2003 Seattle Annual Meeting (November 2–5, 2003)

Paper No. 9
Presentation Time: 3:00 PM

AN ICONOCLASTIC VIEW OF PLUTONS: WHY BIG FIERCE MAGMA CHAMBERS ARE RARE


GLAZNER, Allen F.1, BARTLEY, John M.2, COLEMAN, Drew S.1 and LEES, Jonathan M.1, (1)Department of Geological Sciences, Univ of North Carolina, CB# 3315, Chapel Hill, NC 27599, (2)Geology and Geophysics, Univ of Utah, 135 S 1460 E, Salt Lake City, UT 84112-0111, afg@unc.edu

Plutons are generally assumed to represent frozen magma chambers that were once largely molten and behaved as viscous liquids. However, several lines of evidence indicate that some plutons accumulated over time scales an order of magnitude longer than required for a large magma chamber to cool. We suggest that many plutons were never large tanks of magma but instead accumulated incrementally over millions of years by addition of small batches.

Several lines of evidence suggest that the “big-tank” concept of magma chambers may not apply generally.
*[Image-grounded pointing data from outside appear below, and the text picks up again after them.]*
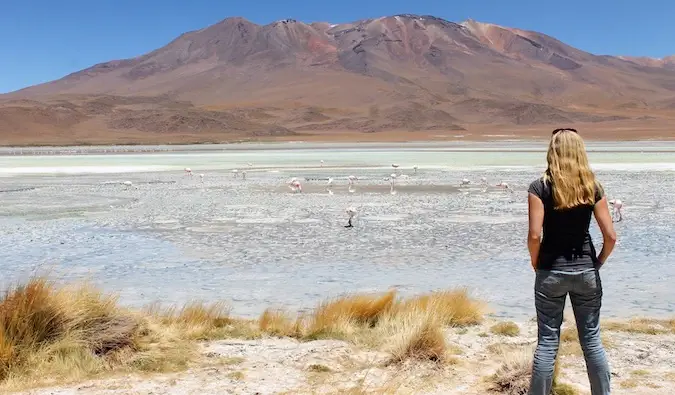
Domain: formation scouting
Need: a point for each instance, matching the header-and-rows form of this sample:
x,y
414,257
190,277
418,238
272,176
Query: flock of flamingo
x,y
296,187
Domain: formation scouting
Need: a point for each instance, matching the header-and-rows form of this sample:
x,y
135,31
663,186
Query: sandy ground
x,y
641,364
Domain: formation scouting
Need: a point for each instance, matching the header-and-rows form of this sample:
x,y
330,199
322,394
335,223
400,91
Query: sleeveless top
x,y
566,244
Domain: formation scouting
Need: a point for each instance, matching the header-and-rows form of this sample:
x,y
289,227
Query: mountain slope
x,y
240,80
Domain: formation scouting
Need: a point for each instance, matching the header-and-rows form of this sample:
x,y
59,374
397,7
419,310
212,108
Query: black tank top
x,y
566,244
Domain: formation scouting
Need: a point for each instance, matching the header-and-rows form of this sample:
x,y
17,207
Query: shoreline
x,y
536,145
368,343
283,365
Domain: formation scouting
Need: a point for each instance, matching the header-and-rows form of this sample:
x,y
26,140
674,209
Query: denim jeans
x,y
550,291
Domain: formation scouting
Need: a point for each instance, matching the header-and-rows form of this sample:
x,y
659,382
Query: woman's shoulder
x,y
539,187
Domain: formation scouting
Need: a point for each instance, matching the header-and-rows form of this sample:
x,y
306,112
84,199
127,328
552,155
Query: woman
x,y
561,203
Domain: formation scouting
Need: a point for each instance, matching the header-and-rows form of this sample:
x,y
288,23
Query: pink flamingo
x,y
351,183
351,212
295,185
504,185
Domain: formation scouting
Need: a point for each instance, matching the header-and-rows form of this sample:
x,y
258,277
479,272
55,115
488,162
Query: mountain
x,y
237,80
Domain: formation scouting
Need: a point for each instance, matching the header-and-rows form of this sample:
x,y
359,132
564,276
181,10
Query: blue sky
x,y
44,40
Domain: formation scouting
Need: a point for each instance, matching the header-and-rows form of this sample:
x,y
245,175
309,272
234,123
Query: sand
x,y
641,364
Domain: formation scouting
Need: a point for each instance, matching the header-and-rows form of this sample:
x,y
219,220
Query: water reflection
x,y
175,239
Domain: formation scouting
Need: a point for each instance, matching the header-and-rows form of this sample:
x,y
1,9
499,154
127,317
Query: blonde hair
x,y
573,181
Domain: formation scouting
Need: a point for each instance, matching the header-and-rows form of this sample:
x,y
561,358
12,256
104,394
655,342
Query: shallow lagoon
x,y
253,243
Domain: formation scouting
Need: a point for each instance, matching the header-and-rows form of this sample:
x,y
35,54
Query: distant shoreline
x,y
523,145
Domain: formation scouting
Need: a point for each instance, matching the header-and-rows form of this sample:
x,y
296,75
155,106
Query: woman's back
x,y
566,243
560,206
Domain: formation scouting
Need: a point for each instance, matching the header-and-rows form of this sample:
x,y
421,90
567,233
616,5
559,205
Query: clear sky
x,y
42,40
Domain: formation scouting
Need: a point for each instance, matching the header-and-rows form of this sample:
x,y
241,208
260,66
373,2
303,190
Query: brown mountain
x,y
404,77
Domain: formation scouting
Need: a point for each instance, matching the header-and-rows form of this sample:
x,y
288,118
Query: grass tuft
x,y
510,329
454,308
279,323
68,334
339,316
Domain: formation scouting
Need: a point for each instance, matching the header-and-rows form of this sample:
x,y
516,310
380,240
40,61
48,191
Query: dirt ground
x,y
641,363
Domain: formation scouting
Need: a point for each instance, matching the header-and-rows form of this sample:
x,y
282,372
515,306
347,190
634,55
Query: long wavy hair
x,y
573,182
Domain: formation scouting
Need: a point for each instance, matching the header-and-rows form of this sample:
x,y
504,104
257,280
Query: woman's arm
x,y
535,214
601,212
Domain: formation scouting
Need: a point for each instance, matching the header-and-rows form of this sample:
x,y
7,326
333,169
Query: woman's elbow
x,y
533,236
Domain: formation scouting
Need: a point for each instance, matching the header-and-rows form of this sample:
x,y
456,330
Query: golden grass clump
x,y
452,308
647,326
510,329
66,332
340,316
414,335
279,323
513,376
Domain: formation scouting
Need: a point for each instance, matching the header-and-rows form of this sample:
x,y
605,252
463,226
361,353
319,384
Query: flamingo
x,y
351,184
351,213
295,185
504,185
617,205
329,186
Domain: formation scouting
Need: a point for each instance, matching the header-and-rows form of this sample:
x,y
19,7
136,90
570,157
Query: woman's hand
x,y
535,213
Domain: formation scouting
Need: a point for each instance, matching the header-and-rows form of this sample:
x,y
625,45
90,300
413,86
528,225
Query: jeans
x,y
550,291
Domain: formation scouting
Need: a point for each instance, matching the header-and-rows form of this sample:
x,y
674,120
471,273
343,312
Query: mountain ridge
x,y
416,73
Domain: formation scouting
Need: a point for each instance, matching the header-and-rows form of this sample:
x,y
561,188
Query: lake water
x,y
172,238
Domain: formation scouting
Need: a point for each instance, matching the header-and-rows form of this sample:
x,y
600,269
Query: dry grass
x,y
647,326
51,334
452,308
339,317
510,329
414,335
67,334
513,376
279,323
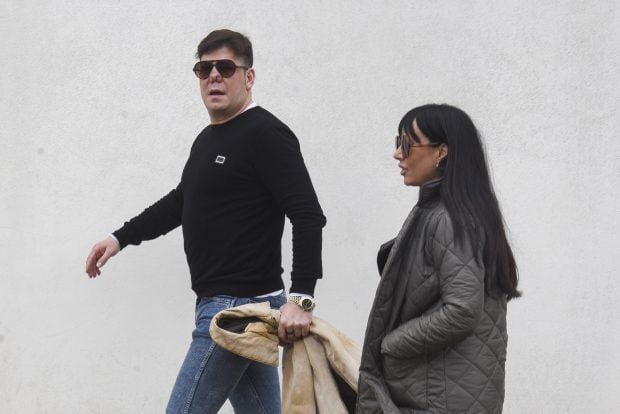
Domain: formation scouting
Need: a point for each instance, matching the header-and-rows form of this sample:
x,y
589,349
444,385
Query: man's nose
x,y
214,75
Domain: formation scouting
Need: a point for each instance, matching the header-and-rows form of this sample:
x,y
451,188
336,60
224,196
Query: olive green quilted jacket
x,y
435,342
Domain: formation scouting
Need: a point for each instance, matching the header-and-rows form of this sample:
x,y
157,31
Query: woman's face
x,y
420,165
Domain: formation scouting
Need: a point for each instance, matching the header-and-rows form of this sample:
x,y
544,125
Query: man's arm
x,y
156,220
281,167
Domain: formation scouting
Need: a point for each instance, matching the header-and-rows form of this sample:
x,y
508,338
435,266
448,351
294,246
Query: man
x,y
245,172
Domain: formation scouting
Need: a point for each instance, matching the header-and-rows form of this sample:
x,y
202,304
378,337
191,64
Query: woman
x,y
436,336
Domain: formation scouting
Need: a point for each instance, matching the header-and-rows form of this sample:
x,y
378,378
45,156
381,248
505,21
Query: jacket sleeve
x,y
461,284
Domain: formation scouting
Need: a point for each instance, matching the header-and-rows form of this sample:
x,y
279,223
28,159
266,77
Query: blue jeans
x,y
209,375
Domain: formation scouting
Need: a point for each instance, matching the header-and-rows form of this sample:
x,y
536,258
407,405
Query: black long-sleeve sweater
x,y
242,177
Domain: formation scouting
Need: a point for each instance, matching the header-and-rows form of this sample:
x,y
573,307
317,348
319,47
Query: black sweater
x,y
240,180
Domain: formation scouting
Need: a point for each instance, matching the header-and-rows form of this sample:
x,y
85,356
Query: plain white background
x,y
99,108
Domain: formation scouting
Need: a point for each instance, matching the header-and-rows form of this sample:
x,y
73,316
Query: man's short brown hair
x,y
239,44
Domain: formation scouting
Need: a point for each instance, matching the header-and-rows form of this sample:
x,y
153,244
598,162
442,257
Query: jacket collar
x,y
429,192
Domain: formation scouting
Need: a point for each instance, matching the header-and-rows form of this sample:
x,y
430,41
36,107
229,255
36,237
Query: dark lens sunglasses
x,y
407,143
226,68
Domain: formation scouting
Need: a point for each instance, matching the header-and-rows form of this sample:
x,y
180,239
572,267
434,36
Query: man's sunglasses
x,y
225,67
407,143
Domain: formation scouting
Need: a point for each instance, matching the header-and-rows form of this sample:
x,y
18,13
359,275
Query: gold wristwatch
x,y
305,303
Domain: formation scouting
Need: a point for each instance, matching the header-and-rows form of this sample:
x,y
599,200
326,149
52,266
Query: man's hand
x,y
100,254
294,323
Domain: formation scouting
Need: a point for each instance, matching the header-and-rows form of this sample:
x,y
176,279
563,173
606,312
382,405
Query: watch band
x,y
307,304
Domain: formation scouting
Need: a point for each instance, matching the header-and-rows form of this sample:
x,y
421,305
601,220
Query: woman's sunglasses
x,y
225,67
407,143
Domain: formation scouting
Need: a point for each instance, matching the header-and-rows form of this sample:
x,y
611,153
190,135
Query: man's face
x,y
224,97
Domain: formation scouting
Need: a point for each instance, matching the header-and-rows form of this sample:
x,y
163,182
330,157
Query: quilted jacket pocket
x,y
407,381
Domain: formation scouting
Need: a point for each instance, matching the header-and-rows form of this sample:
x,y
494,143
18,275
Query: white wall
x,y
99,108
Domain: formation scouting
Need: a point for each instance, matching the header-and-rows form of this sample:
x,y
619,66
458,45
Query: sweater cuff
x,y
303,286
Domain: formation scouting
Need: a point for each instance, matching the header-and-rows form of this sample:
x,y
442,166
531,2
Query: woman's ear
x,y
443,152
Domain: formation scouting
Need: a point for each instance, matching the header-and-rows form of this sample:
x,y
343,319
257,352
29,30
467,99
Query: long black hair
x,y
467,191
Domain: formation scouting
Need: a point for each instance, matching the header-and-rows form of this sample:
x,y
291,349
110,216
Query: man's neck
x,y
247,105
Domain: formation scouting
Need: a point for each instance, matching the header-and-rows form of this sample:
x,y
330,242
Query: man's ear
x,y
250,77
443,151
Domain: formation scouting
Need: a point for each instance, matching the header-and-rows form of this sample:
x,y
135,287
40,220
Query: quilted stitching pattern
x,y
435,342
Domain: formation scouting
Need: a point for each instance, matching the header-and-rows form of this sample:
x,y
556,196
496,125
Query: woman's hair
x,y
467,191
First, field examination of many plutons indicates that they are composite products of numerous injections, accumulated in a vertical stack, as steep dikes, or irregularly. Second, precise U-Pb geochronology demonstrates that some plutons, such as the Half Dome pluton of Yosemite National Park, accumulated over time spans an order of magnitude longer (1-3 m.y.) than “big tank” cooling models allow (ca. 200 ka). Such plutons must have accumulated as separate pulses that solidified between injections. Third, geophysical studies have consistently failed to locate significant accumulations of largely molten magma. Even in magmatically active areas, geophysical data are typically consistent with only 5-20 vol% liquid in “magma chambers”. Although pluton-sized volumes of magma must exist at least ephemerally in the Earth’s crust to produce sporadic ignimbrite eruptions with volumes of hundreds or thousands of cubic km, such large bodies of highly molten magma are probably uncommon and short-lived.

We therefore suggest that plutons that formed by solidification of large bodies of highly molten magma (>50%) may be uncommon, and that many or most plutons represent piecemeal accumulation of magma over time scales of 1 to 10 m.y. If this hypothesis is correct, then it has several significant implications for how magmatic systems evolve. In particular, (1) pluton-scale geochemical variation cannot reflect in situ crystal fractionation or magma mixing; (2) commonly cited emplacement mechanisms such as diapirism, ballooning, and stoping cannot work as envisaged; (3) strain rates during growth of a pluton may be an order of magnitude slower than rapid-emplacement scenarios require.